"Winter will officially arrive in a few days, but its gloomy effects are already impacting the survival of our population, our businesses, and our economy. As the pace of economic deterioration picks up speed due to the new restrictions in economic activity, our nation keeps being devastated on several different fronts and the consequences of it won't be solved with the arrival of a vaccine nor with a utopian V-shape recovery. We will be seeing the results of this winter's economic devastation for years. That's what we will be talking about in this video.
The current economic situation is making business owners fear they won't be able to make it to the start of spring. Sectors that rely on face to face interaction have been particularly impaired by so many rounds of shutdowns and this time might be the final round for many of them.
Right now, according to a brand new U.S. Chamber-MetLife poll, 62% of small-business owners are concerned with further impacts of the health crisis, saying they believe the worst moment of the crisis is still ahead of them. The same poll has also highlighted that most small business owners are in desperate need of federal assistance, with nearly 74% of the owners saying they need further aid to weather the fallout of the crisis. That figure rises to 81% for minority-owned businesses.
As we head towards a dark winter, a considerable amount of them can't even afford rent. According to an Alignable rent survey, 35 percent of all small businesses in the U.S. couldn’t pay their rent this month, up 3% from 32% in November. When businesses don't even find the means to pay rent and stay open, we can clearly understand that we have gotten to a point where there's no way to argue that this is simply a recession. When over a third of all small businesses in the world's richest country can't make enough revenue to keep their doors open, that is called an “economic collapse”.
To give you further proof, let's just spare a moment to examine what has been going on with federal tax receipts this year. In a recent note, former chief economist at Alliance Bernstein, Joseph Carson, has pointed out how weak tax receipts are sending a signal of economic distress. Carson outlines that now that we're 9 months into the downturn triggered by the health crisis, federal gross withheld income tax receipts declined 13% from a year ago. The tax data records from the US Treasury suggest that the slump in tax receipts over the past 9 months is the biggest ever recorded. The only historical parallel we can compare to is the 14% fall witnessed in 2009 during the Great Financial Recession.

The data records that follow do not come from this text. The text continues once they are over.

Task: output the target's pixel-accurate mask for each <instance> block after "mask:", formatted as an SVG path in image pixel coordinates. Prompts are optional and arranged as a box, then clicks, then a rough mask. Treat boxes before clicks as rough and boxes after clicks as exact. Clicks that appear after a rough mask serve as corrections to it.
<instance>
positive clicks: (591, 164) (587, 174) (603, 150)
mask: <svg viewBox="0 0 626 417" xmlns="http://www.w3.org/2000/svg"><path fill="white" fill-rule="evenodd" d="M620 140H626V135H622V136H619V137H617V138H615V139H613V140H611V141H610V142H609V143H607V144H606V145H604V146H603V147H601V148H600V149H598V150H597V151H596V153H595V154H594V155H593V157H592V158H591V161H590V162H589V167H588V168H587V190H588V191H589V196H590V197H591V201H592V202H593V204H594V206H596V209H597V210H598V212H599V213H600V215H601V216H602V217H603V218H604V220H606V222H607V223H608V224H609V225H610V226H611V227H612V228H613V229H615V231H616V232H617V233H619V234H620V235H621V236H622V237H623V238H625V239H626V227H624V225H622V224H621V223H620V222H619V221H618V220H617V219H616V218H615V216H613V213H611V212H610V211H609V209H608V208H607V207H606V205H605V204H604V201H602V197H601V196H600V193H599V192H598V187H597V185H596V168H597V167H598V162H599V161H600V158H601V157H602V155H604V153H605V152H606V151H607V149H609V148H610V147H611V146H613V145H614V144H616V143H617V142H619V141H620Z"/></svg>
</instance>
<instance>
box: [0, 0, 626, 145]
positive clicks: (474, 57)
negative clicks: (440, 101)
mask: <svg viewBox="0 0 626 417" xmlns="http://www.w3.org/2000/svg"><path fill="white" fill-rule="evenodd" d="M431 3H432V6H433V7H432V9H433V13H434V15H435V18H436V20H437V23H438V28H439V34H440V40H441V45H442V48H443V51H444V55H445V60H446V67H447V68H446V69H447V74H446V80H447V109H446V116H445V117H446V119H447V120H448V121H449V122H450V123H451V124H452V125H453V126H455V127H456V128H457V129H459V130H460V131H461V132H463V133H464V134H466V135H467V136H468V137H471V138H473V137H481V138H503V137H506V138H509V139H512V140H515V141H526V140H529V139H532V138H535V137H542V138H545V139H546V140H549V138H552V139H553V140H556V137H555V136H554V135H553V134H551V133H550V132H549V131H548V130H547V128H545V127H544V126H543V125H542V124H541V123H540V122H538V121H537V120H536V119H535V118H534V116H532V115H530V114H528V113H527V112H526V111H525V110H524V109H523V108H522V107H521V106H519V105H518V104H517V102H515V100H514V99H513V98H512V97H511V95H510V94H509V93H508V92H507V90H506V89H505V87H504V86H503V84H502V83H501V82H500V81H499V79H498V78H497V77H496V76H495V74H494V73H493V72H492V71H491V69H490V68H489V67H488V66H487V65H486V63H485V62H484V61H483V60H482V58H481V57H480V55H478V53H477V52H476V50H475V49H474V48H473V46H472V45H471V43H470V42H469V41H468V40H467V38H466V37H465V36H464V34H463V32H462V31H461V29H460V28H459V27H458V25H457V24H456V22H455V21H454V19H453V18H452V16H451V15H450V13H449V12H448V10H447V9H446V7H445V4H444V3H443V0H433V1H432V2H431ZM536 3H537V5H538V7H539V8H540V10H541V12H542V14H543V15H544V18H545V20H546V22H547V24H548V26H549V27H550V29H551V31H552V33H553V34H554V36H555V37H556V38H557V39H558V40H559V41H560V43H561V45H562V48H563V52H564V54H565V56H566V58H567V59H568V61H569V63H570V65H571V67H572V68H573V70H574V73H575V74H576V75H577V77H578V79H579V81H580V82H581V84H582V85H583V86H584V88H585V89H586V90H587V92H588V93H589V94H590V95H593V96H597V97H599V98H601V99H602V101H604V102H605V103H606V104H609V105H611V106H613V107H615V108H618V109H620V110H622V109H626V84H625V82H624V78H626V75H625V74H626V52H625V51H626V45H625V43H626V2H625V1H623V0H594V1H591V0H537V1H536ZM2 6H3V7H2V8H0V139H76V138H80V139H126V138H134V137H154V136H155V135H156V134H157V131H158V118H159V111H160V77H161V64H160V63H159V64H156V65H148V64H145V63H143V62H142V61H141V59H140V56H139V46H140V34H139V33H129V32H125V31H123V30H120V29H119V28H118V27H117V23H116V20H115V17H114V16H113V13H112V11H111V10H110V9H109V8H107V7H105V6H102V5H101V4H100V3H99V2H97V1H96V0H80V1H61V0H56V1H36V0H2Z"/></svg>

In other words, the level of economic wreckage is just unprecedented. And every day it passes at the University of Chicago informed that the U.S. poverty rate has considerably climbed over the last five months, with 7.8 million Americans falling into poverty. The economists maintain that such a high spike in poverty was driven by two main reasons: Millions of Americans cannot find jobs, and government assistance for the unemployed has abruptly dwindled since the summer.
However, even in households with adult workers who are still collecting paychecks, poverty is not out of the picture. In fact, a recent report has described how thousands of military officials and their families have been suffering from food insecurity. This spring, the base has seen a 40 percent increase in requests for groceries.
As opposed to civilian families who managed to collect federal benefits and qualified for food programs, considering military families are often provided with housing allowance, that leaves them ineligible to receive food assistance, a quirk in the law that Congress has repeatedly failed to address. Although military families are only a small part of the tens of millions of food-insecure Americans, hunger experts say most people have no idea that military servicers often rely on external help to have enough to eat.